You have now implemented a combined hardware-architecture optimization strategy, measuring their interaction effects with the DenseNet121 model on GPU. 

**Key takeaway**: _Optimizations are not composable by default_. Simply applying the best architectural trick and the best hardware tool does not guarantee multiplicative benefits. Effective performance engineering requires a holistic approach, considering how the model’s computational patterns and the hardware’s capabilities interact—sometimes synergistically, sometimes destructively.
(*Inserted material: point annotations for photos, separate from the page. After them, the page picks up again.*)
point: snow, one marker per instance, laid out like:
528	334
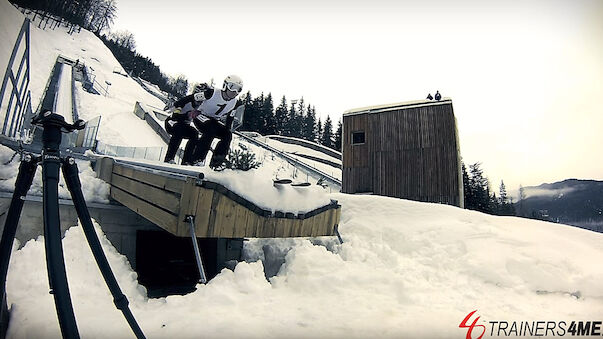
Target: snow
256	185
93	188
119	125
406	269
293	150
64	104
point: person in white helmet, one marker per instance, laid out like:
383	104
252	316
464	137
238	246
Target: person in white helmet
215	120
178	125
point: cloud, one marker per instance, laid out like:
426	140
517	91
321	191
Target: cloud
542	192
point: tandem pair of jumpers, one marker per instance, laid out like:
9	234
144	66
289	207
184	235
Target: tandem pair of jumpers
206	108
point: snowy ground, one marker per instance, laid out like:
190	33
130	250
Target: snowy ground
406	269
94	189
296	149
119	126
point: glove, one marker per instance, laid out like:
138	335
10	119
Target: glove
192	114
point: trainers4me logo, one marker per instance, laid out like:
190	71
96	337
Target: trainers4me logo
473	326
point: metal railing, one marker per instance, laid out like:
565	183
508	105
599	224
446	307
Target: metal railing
19	86
148	153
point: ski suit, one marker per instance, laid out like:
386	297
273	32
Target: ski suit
213	109
179	126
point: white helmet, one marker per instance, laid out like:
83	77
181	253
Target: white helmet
233	83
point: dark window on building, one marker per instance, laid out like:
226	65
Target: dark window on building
357	137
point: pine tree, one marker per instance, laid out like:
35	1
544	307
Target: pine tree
522	197
292	128
480	187
281	116
308	124
467	191
338	135
327	133
318	131
268	117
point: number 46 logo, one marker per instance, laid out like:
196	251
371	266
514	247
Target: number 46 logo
472	326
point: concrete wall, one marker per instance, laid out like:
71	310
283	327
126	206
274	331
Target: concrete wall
119	223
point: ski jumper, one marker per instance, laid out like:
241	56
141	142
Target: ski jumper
179	126
213	109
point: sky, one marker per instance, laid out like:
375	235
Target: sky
525	77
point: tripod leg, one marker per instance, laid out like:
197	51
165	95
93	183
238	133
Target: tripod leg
70	173
55	261
27	171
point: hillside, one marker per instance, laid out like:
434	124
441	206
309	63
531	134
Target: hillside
572	201
405	269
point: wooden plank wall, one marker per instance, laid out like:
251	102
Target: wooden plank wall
219	213
410	153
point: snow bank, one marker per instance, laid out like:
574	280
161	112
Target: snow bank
406	269
119	126
257	186
93	188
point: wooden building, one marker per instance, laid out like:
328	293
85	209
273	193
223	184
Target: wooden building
406	150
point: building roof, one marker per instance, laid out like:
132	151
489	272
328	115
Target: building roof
397	106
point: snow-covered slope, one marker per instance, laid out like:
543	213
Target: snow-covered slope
119	126
406	269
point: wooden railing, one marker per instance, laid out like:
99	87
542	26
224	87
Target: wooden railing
167	198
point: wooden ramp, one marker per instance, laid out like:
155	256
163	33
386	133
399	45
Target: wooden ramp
166	197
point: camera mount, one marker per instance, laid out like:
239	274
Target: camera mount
54	126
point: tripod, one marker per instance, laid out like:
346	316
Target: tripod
54	125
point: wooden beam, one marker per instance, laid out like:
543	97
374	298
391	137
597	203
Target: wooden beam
156	196
154	214
160	181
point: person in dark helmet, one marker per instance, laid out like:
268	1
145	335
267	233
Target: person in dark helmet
178	125
215	120
438	96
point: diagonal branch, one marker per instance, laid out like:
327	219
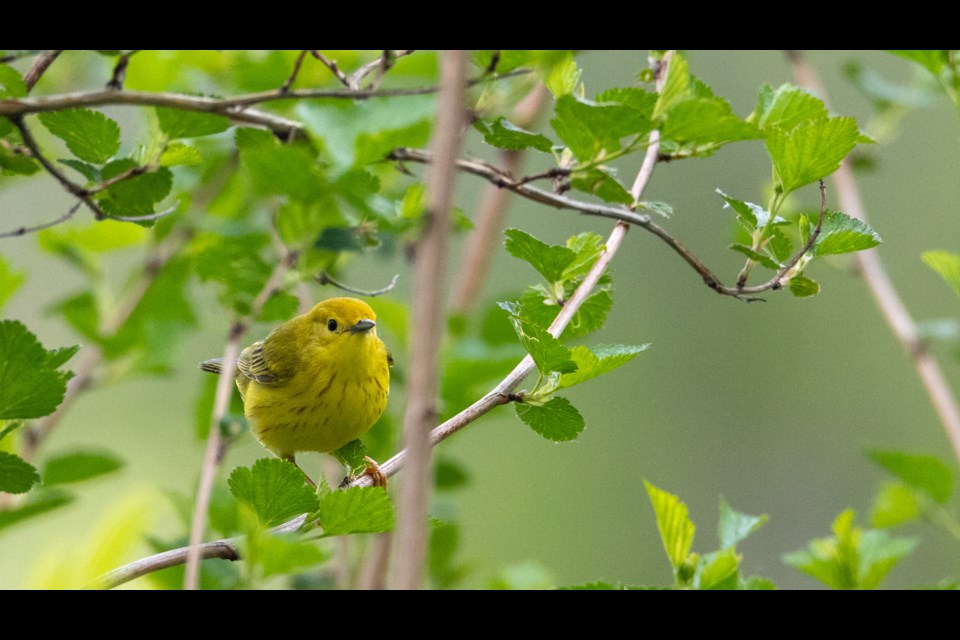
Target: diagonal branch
888	301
##### **Next challenge -> Explore other architectures**

How would these same techniques apply to a different architecture, such as a Vision Transformer (ViT)? ViTs are dominated by large, dense matrix multiplications rather than sequential convolutions and concatenations. This structural difference may lead to very different interactions with mixed precision, kernel fusion, and architectural optimizations.